CGeNArateWeb Help - Method
Method Help
In the CGeNArate model, DNA is represented in Cartesian 3D space, using one bead per nucleotide located at the C1' atom of the sugar. The Energy of the interactions between the particles are divided between remote non-bonded terms (LJ and Debye-Hückel), and sequence-dependent interactions represented by truncated polynomial expansions $$E = \sum_{a=2}^4 K_a(l-l_0)^a, \sum_{a=2}^4 K_a(\alpha-\alpha _0)^a,$$ following Savelyev and Papoian's fan interaction model (Proc. Natl. Acad. Sci., 2010):
The parameters of the generalized harmonic potentials (interaction coefficients and reference equilibrium values) for each interactions are derived from the miniabc set (a minimal set of sequences (13 sequences of 18 bp) in which all 136 unique tetranucleotide combinations appear) of atomistic molecular dynamics simulations simulated with the parmbsc1 force field (Dans et al., Nucleic Acid Res, 2019).
CGeNArateWeb
CGeNArateWeb runs a Langevin Dynamics simulation for a given sequence of DNA. It integrates the equations of Motion at a given Temperature using the Velocity Verlet algorithm with an integration step of 0.1ps, and produces a Coarse Grained Molecular Dynamics simulation.

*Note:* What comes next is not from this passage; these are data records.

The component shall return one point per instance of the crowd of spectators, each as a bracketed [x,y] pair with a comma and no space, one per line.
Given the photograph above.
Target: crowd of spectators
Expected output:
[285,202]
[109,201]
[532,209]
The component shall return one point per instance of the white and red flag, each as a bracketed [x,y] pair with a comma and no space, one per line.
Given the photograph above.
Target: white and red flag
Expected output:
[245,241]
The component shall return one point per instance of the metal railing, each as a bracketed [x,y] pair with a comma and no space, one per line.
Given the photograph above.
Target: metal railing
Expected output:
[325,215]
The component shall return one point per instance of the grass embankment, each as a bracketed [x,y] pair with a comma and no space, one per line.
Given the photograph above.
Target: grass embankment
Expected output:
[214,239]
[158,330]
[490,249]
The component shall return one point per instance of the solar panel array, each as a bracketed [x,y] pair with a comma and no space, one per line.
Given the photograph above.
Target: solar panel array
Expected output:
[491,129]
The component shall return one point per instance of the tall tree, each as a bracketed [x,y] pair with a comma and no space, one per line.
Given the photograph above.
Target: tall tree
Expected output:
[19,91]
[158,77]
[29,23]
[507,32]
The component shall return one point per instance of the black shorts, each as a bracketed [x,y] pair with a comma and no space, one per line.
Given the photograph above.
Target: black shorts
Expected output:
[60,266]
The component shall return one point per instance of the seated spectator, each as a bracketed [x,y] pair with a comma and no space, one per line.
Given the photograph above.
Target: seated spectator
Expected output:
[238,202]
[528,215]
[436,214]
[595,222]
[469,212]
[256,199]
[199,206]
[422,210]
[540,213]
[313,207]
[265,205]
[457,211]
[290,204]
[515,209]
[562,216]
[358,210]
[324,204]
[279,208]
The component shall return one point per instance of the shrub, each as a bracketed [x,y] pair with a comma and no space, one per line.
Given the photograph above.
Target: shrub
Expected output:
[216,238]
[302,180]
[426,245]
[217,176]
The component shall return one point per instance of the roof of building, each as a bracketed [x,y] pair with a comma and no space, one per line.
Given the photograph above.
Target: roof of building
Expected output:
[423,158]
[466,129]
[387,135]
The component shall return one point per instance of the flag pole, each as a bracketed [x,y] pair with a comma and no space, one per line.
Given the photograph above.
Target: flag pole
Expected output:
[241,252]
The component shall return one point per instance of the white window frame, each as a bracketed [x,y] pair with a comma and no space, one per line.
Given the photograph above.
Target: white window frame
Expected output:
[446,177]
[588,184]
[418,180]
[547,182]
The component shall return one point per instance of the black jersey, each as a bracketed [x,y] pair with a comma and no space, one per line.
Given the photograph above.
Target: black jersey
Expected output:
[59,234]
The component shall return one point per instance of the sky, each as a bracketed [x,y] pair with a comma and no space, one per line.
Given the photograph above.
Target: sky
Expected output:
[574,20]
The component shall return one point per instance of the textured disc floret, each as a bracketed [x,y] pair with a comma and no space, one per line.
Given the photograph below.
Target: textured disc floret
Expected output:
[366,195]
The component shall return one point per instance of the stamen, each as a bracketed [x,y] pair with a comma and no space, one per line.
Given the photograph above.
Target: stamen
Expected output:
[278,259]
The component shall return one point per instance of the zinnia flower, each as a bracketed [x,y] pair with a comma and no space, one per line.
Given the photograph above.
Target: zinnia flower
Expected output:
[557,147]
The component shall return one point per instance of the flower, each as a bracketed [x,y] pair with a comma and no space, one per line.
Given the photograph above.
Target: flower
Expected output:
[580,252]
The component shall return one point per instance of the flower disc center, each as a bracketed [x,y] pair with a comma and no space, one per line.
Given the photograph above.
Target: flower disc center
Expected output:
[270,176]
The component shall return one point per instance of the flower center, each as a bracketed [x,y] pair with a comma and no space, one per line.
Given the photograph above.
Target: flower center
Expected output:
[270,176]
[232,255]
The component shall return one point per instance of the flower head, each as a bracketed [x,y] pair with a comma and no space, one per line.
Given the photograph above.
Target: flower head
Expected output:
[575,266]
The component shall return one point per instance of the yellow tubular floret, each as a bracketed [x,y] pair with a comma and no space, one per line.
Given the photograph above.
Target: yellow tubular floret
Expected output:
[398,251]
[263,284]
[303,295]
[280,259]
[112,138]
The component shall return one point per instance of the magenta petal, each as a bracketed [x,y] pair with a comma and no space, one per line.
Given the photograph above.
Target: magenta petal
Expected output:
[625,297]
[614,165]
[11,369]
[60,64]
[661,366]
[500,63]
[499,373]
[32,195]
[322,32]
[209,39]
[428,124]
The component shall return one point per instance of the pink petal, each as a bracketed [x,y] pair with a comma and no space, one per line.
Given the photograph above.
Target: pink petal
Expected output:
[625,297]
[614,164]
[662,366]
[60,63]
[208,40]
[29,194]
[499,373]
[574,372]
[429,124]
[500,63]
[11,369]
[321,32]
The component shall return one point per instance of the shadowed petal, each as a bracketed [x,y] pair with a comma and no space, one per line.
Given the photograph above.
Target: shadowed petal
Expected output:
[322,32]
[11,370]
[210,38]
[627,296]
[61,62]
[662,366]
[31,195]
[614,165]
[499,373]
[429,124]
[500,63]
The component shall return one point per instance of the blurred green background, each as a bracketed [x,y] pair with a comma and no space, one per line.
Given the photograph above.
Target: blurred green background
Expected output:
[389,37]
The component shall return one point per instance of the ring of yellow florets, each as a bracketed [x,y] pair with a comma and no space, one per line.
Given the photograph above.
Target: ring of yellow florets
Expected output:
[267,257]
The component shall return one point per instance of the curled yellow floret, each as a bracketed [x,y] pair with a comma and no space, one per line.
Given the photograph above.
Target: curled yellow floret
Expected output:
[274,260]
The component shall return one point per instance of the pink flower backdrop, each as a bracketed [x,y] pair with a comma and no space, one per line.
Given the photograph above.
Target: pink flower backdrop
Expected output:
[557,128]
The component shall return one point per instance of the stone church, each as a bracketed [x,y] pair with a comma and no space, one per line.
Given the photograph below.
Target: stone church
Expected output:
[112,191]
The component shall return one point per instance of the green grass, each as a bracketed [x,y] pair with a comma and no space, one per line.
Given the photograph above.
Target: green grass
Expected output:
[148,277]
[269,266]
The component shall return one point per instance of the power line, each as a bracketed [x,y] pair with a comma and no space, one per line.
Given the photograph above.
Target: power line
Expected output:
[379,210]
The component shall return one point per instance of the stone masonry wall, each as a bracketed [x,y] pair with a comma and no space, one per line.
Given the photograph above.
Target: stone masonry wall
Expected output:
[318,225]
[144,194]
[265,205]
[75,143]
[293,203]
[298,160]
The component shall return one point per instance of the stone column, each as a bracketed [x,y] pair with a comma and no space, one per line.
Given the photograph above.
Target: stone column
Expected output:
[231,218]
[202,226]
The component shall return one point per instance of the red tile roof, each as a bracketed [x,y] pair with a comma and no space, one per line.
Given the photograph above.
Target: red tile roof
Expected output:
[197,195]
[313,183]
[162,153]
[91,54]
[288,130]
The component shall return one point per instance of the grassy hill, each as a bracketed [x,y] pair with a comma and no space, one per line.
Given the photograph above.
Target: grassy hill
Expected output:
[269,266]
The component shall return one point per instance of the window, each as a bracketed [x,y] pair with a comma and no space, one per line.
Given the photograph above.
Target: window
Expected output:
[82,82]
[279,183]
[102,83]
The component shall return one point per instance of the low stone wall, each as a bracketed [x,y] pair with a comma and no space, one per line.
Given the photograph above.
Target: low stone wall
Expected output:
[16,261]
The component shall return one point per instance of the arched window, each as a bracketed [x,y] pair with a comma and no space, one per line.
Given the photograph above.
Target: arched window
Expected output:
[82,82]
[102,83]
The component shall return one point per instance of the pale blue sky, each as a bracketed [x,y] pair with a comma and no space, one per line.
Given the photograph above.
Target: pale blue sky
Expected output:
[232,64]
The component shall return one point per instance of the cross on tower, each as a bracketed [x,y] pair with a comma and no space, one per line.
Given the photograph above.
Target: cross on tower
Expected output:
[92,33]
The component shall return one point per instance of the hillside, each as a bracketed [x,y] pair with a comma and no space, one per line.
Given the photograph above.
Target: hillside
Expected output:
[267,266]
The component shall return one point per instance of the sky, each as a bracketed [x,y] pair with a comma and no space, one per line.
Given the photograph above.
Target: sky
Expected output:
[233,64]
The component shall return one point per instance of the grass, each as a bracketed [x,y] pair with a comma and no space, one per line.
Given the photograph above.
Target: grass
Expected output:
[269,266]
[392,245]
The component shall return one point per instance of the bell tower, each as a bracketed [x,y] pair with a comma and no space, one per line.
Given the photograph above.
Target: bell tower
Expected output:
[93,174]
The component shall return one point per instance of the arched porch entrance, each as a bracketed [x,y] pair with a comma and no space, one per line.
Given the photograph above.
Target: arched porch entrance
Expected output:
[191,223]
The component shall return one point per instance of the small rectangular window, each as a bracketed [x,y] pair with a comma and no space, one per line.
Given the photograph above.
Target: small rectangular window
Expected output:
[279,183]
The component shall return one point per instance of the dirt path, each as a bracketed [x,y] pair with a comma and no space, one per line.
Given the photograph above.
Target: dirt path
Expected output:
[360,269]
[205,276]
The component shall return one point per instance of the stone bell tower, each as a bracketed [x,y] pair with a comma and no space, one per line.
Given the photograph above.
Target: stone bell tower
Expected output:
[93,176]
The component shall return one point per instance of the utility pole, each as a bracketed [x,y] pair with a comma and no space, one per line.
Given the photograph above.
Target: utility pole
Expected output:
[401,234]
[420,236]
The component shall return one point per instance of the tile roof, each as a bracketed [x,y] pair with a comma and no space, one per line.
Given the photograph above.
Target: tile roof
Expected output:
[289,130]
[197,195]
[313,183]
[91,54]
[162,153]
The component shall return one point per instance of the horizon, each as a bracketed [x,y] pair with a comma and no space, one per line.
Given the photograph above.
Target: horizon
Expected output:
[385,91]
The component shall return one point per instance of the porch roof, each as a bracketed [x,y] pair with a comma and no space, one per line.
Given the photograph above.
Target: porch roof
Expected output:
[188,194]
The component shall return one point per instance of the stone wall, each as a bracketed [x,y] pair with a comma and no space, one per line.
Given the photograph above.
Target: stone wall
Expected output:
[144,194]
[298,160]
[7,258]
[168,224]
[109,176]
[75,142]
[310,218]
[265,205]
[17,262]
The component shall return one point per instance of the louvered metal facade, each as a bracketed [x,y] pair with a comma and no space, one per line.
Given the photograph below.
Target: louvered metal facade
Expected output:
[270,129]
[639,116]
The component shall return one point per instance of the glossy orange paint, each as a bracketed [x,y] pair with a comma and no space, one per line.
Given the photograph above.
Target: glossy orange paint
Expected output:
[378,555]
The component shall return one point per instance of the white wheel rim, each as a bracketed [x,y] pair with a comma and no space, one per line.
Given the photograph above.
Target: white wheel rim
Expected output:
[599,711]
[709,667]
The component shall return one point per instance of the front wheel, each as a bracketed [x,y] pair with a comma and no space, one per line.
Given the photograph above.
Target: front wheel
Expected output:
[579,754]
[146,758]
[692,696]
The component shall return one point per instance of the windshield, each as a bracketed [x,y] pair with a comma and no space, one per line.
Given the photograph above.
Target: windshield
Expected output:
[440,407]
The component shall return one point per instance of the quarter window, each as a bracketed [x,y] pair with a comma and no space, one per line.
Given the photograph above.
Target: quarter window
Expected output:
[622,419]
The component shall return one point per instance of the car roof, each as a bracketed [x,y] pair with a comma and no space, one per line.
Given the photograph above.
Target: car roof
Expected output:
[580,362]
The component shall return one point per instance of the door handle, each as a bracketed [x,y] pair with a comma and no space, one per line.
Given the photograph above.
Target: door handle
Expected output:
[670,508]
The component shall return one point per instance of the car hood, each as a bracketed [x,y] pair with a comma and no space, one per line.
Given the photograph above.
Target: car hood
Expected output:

After the simulation, we use the GLIMPS model (Louison et al., J. Chem. Theory Comput., 2021) to rebuild the backbone of the DNA using the backbone positions, iteratively for each 10-mer. Then, a base-pair dependent GLIMPS model rebuilds the corresponding bases in the space created by the backbone.
Circular CGeNArate
The algorithm for circular DNA maintains the ends of the DNA attached, analogously to the rest of the B-DNA (for theoretical background about circular DNA check the last paragraph of this secion). In the simulation of circular DNA the starting structure is a plane circle with a given linking number $\Delta Lk$. To construct the circular starting structure two steps are needed. First the linear starting structure is constructed with fdhelix, by David A. Case., and then the linear structure is deformed to create a the planar circle with the desired Linking Number are built using a Python script.
Theoretical background of circular DNA: An important feature of a circle is that the linking number is constant. Twist $Tw$ reflects the number of helical turns and writhe $Wr$ is the number of times the double helix crosses over on itself (supercoils). The relaxed structure for the circle is defined as the structure with $Wr = 0$ and twist values are the values of the relaxed twist state. Thus the total linking number $Lk_0$ of the relaxed circle is $Lk_0 = Tw_0$. To induce additional stress the twist value of each base pair step of the circle can be changed, which results in new value of $Tw$. Over- or under-twisting of the relaxed structure results in a different linking number $\Delta Lk = Lk - Lk_0 = Tw - Tw_0$, and thus a different starting structure with $\Delta Lk \neq 0$. $\Delta Lk$ can only take integer values, corresponding to the amount of initial helical turns. $\Delta Lk = Tw + Wr$ will stay constant throughout the whole simulation, however $Tw$ will change throughout the simulation and $Wr$ becomes non-zero. The value of $\Delta Lk$ can be chosen in the Input parameters.
CGeNArate + Proteins
The algorithm of 'CGeNArate + Proteins' works the same way as the unconstrained CGeNArate with Langevin Dynamics, where the Energy is given by sequence-dependent polynomial interactions. However, the DNA which is bound to the protein is constrained. The base-pairs bound to the protein are kept rigid with the reference values (distances and angles), extracted from the X-ray crystal structure of the protein-DNA complex in the PDB. In the 'Input' section you can choose the protein of interest from an extensive list of protein-DNA complexes. For example the protein-DNA complex 1a0a is bound to 16 base pairs of DNA. If you choose in the 'Input' initial position 3, the base pairs 3 to 18 are kept rigid according to reference values of the DNA in the 1a0a complex. The sequence the user inputs for the bound DNA does not matter in this case.
Note: The protein itself does not directly contribute to the simulation (apart from the conformation imposed on the protein-bound DNA, and a nonbonded interaction to avoid overlaps), and the 3D output of the trajectory the protein structure of the protein-DNA complex is superimposed onto the DNA for visualization and analysis purposes.